Bonding, Innate Trust & Mutual Respect
Joseph Chilton Pearce

We look at the child through this pattern and rarely see the child for who they really are. Sensing this child responds to the implicit false image as rejection, not being seen for whom they are but what others project they should be. The adult routinely using shame to modify the child’s behavior. Whereas, shame is the great crippling force of all life. Aren’t’ you ashamed of yourself? The parent is expressing rejection which is psychological atonement

I remember the mother of my first family said to me that the one behavior in our child that would drive me up a wall quicker than anything else would be if I saw one of my own weaknesses displayed by the child.  We find that we really are rigging up in our mind’s eye an ideal child behavior pattern.  We do this almost unconsciously.  And we limit our child through that behavioral pattern to see if they’re matching it.  And so we are never looking to see who the child is as themselves but who they are as a fulfillment of our own idea of what the child should be.  And the child again, picks this up as in effect a film of rejection.  We are rejecting who they really are and are demanding from them behavior according to the parent’s notions of who they should be.  And this isn’t just with the toddler, it’s strongly with the toddler period but then throughout childhood and when it comes to the teenager of course it grows quite, quite acute and critical.

You find this in a number of developmental psychologists looking into the shame factor, the acceptance of shame as a critical need for socializing the child.  There were editorials in our newspapers a few years back about the nation’s critical lack of shame and how what we need is a good dose of shame.  

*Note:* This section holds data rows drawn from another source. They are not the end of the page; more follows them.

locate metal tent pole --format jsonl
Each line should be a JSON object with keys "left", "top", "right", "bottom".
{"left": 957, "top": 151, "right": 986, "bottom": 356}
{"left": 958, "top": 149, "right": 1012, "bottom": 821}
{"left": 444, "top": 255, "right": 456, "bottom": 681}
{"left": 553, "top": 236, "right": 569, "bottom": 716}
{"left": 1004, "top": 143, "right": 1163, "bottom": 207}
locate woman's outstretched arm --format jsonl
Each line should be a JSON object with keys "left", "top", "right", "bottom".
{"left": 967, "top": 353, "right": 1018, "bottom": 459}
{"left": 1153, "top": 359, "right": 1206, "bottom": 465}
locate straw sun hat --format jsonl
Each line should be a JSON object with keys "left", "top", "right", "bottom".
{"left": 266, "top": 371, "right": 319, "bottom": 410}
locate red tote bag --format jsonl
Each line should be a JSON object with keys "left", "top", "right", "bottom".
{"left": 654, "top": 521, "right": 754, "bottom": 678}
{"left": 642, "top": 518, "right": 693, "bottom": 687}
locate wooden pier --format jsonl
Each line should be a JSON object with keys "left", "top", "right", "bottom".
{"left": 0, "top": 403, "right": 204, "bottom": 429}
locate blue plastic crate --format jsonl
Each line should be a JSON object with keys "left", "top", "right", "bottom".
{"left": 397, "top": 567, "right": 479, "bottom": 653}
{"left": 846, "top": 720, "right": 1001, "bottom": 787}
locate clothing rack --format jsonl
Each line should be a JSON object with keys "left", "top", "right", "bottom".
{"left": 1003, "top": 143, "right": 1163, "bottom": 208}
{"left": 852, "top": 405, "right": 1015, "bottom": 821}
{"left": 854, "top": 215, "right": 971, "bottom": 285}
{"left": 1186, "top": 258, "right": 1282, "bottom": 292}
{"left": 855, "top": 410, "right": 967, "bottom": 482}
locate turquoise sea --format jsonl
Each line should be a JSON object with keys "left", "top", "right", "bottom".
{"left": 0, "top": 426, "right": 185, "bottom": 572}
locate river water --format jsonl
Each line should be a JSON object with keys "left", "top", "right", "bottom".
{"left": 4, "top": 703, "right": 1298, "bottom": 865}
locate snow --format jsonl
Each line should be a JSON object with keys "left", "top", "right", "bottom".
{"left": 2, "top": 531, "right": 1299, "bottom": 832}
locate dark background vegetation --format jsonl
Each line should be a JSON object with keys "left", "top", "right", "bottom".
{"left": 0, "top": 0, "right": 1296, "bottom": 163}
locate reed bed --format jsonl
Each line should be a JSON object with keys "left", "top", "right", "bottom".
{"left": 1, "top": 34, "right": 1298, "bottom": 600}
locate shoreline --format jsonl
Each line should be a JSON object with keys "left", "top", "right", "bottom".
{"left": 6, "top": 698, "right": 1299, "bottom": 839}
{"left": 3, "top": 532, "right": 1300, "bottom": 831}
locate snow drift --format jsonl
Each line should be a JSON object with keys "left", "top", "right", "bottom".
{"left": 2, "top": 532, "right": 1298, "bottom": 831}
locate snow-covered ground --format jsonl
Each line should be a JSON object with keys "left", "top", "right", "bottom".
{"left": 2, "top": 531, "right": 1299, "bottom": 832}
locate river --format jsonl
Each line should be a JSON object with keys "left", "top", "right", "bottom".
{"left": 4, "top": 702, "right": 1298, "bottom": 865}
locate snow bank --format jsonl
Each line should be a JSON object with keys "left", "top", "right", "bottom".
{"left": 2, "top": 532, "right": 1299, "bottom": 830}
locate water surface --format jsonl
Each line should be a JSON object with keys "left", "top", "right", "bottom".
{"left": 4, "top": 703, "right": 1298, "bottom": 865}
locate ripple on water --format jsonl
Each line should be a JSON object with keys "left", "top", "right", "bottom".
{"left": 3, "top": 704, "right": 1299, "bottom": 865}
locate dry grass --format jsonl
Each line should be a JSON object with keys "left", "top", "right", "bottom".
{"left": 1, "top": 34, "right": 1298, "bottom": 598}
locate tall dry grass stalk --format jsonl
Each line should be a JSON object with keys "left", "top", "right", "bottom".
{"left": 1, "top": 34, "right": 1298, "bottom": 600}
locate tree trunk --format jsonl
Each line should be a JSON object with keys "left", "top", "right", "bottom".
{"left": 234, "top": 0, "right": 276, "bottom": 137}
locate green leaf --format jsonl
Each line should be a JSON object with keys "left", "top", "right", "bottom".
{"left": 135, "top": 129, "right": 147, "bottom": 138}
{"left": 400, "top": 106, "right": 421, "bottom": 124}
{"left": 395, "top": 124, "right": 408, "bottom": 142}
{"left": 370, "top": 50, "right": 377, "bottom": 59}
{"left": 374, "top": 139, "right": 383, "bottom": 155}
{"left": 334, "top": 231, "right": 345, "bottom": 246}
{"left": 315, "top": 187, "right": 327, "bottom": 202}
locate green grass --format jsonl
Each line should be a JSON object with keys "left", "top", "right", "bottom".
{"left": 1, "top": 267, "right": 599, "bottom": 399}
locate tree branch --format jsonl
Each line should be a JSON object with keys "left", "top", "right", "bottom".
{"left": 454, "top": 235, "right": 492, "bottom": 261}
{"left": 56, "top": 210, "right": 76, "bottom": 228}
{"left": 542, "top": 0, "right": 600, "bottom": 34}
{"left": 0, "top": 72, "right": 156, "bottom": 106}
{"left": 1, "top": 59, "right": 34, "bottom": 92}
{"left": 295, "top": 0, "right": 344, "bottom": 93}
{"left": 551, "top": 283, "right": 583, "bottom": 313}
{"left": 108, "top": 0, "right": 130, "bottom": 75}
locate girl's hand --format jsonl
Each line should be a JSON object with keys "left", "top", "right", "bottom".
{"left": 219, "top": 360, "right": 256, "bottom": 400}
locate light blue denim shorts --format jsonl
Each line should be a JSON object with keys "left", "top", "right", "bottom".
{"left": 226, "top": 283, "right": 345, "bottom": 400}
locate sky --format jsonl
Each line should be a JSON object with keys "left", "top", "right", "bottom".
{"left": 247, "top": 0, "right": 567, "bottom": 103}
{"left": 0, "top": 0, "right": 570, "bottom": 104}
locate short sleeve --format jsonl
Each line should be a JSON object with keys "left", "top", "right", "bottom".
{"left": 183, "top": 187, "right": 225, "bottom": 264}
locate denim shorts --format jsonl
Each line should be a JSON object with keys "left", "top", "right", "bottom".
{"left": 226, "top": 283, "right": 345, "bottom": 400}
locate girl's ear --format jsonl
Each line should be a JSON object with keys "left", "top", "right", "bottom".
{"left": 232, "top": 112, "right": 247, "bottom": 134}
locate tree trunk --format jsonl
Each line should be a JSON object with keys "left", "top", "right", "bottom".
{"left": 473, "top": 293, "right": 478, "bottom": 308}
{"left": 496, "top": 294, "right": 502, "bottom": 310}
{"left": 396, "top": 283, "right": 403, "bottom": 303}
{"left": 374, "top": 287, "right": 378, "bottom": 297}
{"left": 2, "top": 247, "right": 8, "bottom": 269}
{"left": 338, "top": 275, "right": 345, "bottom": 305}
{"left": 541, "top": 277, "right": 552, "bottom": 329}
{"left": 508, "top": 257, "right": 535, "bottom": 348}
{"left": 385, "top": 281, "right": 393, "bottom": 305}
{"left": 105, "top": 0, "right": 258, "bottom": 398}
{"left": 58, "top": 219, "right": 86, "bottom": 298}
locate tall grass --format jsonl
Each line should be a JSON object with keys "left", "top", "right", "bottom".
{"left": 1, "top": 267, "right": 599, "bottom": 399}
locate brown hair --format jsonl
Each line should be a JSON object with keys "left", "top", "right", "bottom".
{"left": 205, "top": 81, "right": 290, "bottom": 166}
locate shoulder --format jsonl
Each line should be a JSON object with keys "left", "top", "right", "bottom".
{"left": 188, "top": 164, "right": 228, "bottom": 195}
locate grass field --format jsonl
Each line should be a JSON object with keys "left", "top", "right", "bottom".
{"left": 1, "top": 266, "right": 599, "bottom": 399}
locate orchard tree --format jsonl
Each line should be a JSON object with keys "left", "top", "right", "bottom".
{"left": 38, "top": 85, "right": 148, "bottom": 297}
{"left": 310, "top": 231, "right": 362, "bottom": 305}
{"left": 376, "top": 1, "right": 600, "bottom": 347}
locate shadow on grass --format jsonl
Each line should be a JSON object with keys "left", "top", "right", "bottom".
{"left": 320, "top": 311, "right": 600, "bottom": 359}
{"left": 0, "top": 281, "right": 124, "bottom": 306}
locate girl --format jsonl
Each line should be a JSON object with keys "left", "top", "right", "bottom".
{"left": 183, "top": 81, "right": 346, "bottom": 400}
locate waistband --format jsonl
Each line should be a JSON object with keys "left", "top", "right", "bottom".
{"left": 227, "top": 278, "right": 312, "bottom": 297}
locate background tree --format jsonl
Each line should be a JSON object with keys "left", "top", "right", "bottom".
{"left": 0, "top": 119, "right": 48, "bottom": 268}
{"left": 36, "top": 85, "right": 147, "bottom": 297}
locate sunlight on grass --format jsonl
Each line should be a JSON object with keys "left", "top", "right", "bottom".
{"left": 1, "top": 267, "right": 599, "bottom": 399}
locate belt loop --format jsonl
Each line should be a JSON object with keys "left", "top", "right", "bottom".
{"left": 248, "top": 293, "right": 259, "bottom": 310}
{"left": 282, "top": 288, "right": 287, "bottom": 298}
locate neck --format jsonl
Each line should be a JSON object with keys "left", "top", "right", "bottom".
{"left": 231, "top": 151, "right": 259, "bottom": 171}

I can tell you that shame is a great crippling force of our life.  I’ve received a lot of books from various people about the world on being crippled by shame, healing our shame, hiding our shame within us, all these various topics.  Shame is the principle tool by which parent’s enculturate or socialize their child.  Aren’t you ashamed of yourself is a real powerful, powerful thing to a child, because it’s always coupled with some action they have made and a look of rejection on the part of the parent.  The parent is expressing the rejection from them which is the same as abandonment of the little child.  If you behave like this we’d be ashamed of you and abandon you is the signal the child picks up.  You will not be loved.  You will not be nurtured.  

So shame and negativity in general, no don’t, you’re a bad child if you do this, you’re a good child if you do that and so on, all of these judgments leveled against the child simply allow shame and burning into the child a sense of guilt concerning their own actions.  

This does several things to the child, for one thing, instead of an exuberant automatic spontaneous response of acceptance of their world, from that point on they’ll never make a spontaneous response to their world, they’ll react from a negative cautious standpoint. Do I respond to this or will it cause me shame and guilt?  So we find instead of an open interaction with their society and their world they have a cautious, timid, defensive response to that world.  They’ve have, in effect, retreated to their defensive networks of the brain and are trying to defend themselves against the world that is liable to reject them and doesn’t really accept them until they prove their worth according to that society’s standards or sets of expectancy of them.  

We hear, ‘you must win your place.  You must win your wings and win for yourself a place under the sun,’ etc.  The child gets that right from the very beginning which means in effect, they themselves intrinsically are worthless.  They must win their worth in the eyes of their culture and their parents by modifying their behavior along very restricted lines.